Из всего списка остается Анна Васильчикова. Она около царя действительно была, но информация о ней крайне скудна и ненадежна. Одна из новгородских летописей, очень враждебная к царю, сообщает: «И потом поял пятую царицу — Васильчкову». Австрийский посол Даниил Принц фон Бухау упомянул: «Теперь у него новая супруга — дочь какого-то боярина, одаренная, как говорят, прекраснейшей наружностью, однако большинство постоянно отрицает, что она пятая». Но имя не названо. Васильчикова не была дочерью боярина. А фон Бухау бывал в России дважды, в 1576 и 1578 г., и позже занимался русскими делами. Не исключено, что его информация относится к Марии Нагой.
Уже в XX в. был найден документ — Свадебный чин венчания Ивана Грозного и Анны Васильчиковой, относящийся предположительно к 1575 г. [660]. Но он обнаружен только в копии 1624 г. и вполне может быть подделкой.
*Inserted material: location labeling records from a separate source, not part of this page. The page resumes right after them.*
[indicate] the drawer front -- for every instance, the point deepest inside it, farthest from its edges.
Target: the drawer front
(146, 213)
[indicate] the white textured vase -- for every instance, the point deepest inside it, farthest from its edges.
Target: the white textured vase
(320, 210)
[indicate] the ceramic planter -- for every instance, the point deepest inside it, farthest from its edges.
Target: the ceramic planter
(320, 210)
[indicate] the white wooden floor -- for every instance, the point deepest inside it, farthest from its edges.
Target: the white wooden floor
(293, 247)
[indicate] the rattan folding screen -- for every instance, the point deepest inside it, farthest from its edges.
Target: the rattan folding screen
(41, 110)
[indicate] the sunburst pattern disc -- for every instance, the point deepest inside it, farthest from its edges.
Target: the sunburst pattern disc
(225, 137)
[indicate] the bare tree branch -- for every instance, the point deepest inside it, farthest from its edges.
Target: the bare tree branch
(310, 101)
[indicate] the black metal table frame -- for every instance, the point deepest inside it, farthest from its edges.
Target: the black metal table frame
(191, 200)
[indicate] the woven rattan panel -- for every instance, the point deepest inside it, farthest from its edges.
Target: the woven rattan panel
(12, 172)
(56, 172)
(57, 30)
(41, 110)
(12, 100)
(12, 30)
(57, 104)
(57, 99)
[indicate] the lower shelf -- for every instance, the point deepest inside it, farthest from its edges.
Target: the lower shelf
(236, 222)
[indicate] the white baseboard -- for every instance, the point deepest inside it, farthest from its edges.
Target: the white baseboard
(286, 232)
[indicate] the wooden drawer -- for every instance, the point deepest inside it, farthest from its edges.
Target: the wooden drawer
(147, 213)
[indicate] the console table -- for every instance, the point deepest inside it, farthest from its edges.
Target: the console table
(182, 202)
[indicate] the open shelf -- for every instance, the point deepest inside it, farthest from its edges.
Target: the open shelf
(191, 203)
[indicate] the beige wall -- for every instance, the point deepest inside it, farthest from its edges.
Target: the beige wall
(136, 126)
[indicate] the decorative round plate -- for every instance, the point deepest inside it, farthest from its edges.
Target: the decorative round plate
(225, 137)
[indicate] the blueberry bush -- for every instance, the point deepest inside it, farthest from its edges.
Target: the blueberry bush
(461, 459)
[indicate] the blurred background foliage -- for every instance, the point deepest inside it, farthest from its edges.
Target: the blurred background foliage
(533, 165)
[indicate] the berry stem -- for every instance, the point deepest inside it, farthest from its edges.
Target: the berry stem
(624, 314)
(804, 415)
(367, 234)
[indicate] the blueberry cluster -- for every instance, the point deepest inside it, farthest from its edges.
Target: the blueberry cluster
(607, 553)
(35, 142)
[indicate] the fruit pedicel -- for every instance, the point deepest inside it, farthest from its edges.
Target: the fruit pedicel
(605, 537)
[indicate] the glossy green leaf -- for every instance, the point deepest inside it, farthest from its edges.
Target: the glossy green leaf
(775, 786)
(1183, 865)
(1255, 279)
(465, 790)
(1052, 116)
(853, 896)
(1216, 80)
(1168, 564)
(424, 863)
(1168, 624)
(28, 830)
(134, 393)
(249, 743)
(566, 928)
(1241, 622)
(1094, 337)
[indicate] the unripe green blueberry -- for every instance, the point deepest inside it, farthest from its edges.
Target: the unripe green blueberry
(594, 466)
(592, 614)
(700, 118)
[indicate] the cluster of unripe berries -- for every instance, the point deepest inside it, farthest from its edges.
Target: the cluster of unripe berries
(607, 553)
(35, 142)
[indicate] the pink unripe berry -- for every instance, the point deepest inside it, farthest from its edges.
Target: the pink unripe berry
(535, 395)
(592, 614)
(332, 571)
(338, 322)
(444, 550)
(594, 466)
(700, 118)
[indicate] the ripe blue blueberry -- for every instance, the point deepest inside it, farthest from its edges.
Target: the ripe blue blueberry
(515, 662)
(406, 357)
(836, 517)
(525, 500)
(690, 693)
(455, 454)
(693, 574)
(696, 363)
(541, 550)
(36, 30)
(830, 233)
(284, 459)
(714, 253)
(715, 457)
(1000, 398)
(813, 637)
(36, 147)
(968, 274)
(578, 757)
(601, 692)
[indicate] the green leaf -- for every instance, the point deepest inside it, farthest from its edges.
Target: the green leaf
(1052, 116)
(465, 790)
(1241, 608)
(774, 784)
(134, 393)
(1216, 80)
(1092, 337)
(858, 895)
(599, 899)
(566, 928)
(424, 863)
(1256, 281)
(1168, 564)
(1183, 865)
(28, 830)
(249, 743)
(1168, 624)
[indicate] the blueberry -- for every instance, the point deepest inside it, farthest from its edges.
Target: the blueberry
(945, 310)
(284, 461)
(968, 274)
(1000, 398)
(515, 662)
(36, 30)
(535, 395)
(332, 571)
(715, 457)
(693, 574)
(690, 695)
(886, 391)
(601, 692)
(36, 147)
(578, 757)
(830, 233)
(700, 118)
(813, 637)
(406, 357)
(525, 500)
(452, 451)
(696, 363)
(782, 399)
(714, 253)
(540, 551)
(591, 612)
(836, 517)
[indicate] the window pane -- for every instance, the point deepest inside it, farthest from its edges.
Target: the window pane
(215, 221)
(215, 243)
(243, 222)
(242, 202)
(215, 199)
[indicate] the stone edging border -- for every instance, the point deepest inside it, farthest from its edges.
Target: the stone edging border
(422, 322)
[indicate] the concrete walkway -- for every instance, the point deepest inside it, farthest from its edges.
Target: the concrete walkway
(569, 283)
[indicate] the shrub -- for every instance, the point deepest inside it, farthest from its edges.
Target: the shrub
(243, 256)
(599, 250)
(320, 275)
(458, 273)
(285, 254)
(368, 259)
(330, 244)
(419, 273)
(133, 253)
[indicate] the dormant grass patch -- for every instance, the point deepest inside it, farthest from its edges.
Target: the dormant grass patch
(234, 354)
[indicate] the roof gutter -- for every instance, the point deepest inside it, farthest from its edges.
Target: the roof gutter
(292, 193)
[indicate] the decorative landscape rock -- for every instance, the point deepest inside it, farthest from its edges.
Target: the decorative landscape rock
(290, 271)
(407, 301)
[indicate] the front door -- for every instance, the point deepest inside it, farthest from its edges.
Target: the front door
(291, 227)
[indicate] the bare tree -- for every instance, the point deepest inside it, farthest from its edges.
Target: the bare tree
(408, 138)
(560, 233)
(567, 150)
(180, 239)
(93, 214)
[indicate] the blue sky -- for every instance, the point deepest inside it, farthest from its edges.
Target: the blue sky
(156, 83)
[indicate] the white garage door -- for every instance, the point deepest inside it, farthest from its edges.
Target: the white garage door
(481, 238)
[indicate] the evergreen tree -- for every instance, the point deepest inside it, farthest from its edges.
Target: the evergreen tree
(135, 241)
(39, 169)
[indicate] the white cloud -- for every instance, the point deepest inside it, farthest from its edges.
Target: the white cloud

Как раз после Смуты боярские и дворянские семьи порой изготовляли фальшивки, позволяющие повысить свой статус в системе местничества. А упоминание того или иного лица в Свадебном чине царя давало его потомкам очень весомые местнические козыри. К выводу о подделке склоняет и противоречие с некоторыми фактами. Никто из рода Васильчиковых не получил высоких чинов и пожалований, как всегда бывало после бракосочетания. (Отнюдь не из-за знакомств, это считалось важной государственной заслугой — вырастить супругу царя.) И ни в каких официальных документах, летописях, Васильчикова как царица не фигурирует. Сам Иван Васильевич никогда так ее не называл.
Впрочем, и точная датировка копии Свадебного чина не установлена, историки-специалисты по эпохе Ивана Грозного А.А. Зимин и А.Л. Хорошкевич даже оговариваются, «пятый брак с Анной Васильчиковой был очень кратковременным» [661]. Потому что уже в 1576 г. у нее резко ухудшилось здоровье, она ушла в Суздальский Покровский монастырь и очень быстро умерла там. В начале января 1577 г. Иван Васильевич сделал заупокойные вклады о ней в Симонов, Новодевичий, Иосифо-Волоцкий, Троице-Сергиев монастыри. Ровно через год он послал вторичные вклады. В Троице-Сергиев монастырь оба вклада были по 300 рублей, в Иосифо-Волоцкий — по 100 рублей. Но нигде государь не именовал ее царицей. В Иосифо-Волоцком монастыре запись гласила: «По Анне по Васильчикове на вечный поминок и на корм 100 рублев», поминать ее требовалось «на всяк год генваря в 7 день».